Kinderfragen

Als ich ein Kind war

- mit kollektiv gesenktem Haupt; aufgrund der auf uns lastenden und von oben
verordnetem Schuldbewustseins für die Greueltaten der für mich geschichtlichen
Generationen – und doch mit der Gnade der späten Geburt gesegnet, wie ein "Ehrenmann"
dessen Namen man damals noch nicht kannte und heute nicht mehr kennen mag –
fragte ich mich: "Warum haben die es denn nicht verhindert?"


Als ich ein Kind war

- Fragen stellte in gefühlter und tatsächlicher Unschuld - im Glauben daran,
daß es das Gute geben und dieses am Ende immer gewinnen würde.

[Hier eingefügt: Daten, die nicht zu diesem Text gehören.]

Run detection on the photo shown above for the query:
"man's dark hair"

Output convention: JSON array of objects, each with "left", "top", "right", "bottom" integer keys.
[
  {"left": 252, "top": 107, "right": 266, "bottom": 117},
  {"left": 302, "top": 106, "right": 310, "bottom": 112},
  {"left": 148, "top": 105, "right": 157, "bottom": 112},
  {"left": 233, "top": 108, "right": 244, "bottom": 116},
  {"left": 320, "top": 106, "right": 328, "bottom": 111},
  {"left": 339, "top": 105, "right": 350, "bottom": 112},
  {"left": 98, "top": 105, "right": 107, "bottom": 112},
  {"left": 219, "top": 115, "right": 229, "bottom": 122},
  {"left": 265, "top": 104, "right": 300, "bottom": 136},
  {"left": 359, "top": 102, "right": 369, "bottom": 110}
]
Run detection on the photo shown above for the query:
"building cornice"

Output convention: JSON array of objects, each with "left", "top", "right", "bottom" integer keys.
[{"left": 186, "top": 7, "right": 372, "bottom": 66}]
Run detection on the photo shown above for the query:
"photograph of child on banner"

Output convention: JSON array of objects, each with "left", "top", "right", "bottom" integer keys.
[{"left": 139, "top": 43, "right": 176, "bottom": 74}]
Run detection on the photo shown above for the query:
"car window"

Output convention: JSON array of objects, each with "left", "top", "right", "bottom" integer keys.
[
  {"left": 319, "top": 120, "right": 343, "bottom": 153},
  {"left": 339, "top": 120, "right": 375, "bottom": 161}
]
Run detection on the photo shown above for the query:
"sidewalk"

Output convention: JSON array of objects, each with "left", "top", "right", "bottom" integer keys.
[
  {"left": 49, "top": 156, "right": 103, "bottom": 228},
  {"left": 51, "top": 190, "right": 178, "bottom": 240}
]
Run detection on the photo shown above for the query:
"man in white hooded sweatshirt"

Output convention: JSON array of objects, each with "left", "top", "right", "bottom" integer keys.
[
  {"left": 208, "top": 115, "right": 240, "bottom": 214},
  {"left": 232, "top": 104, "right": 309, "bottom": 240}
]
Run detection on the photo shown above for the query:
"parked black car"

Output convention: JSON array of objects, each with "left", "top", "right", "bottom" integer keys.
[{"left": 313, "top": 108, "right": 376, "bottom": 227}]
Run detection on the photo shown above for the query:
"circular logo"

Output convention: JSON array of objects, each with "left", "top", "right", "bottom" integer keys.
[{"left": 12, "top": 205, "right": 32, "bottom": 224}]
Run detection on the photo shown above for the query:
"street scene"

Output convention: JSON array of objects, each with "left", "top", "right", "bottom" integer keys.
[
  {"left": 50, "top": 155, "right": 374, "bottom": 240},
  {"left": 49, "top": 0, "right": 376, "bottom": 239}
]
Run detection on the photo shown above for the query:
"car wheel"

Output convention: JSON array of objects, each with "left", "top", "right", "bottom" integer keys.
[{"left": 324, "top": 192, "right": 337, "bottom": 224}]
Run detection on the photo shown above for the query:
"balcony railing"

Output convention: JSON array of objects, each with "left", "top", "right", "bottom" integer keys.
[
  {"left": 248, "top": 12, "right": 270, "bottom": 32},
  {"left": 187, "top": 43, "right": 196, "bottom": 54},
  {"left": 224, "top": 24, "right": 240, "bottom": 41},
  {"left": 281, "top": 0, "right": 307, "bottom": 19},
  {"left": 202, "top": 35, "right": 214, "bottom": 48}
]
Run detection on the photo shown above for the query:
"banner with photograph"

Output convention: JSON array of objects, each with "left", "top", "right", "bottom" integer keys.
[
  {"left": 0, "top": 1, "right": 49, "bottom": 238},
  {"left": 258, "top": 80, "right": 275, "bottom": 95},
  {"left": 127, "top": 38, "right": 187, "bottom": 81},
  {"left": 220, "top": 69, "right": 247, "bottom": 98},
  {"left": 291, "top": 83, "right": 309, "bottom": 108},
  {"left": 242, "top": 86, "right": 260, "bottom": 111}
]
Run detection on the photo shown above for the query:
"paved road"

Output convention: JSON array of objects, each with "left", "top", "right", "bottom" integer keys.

In dem sicheren
Bewußtsein, daß Erwachsene in ihrer unendlichen Weisheit aus den Erfahrungen der
beiden Weltkriege richtig handeln werden.

Als ich ein Kind war

- mit wohlgenährter Angst vor dem großem Bären, der in seiner Aggression Zähne
zeigend mit den Pranken am eisernen Zaun rüttelte. Aber auch mit der hoffenden
Sicherheit oder sicheren Hoffnung auf den Schutz, der sich unter den Flügeln des
Weißkopfseeadlers bietet. So lugte unsere kükenhafte Nation über den Nestrand,
plusterte die Daunen, ließ sich füttern bis sie fett war und kümmerte sich
hauptsächlich um die eigene Verdauung.



Als ich kein Kind war

- mit Genugtuung zusah, wie sich die vermeintliche, um das Nest schleichende
Bedrohung selbst aushungerte. Miterleben durfte, daß historisch hysterisch
unser Land flügge werden durfte und es unbeholfen flügelschlagend gegen den
nächsten Baum flog, um zwar unsanft, aber immerhin zu landen. Gleich darauf
Unrecht erkennend - spätpubertierend - die Stimme gegen die Ziehmutter erhebend,
endlich “Hotel-Mama” verlassend auf den eigenen wackeligen Beinen stand.



Als ich kein Kind war

- mit verzweilfelter Bestürzung ansehen mußte, wie die Mama sich vom Paulus
zum Saulus wandelnd, die politische Richtung dem Retro-Design anpassend, in
alte Kolonialzeiten verfiel. Durch die Nachrichten über die zukünftige
Verteilung der Beute angeregt, drängte sich zynisch die Frage auf, ob die
Sklaverei nun auch wieder das Mittel der Wahl sei, um einen vernüftigen
Verwendungszweck des - natürlich gereinigten - frisch eroberten humangenetischen
Materials zu finden.



Als ich kein Kind war

- fragte ich mich, ob alles so passieren wird, wie in den vielen Prophezeiungen
beschrieben. Machte im Geiste einen Haken an die Checkliste der Apokalypse und
fragte mich, was ich - wenn sich unsere Gegenwart in den Plusquamperfekt verzogen
hätte und falls ich alles er- und überleben sollte - also, was ich sagen könnte,
wenn mich ein Kind in unserer Wohnhöhle am Feuer sitzend fragen würde:



"Warum habt ihr es denn nicht verhindert?"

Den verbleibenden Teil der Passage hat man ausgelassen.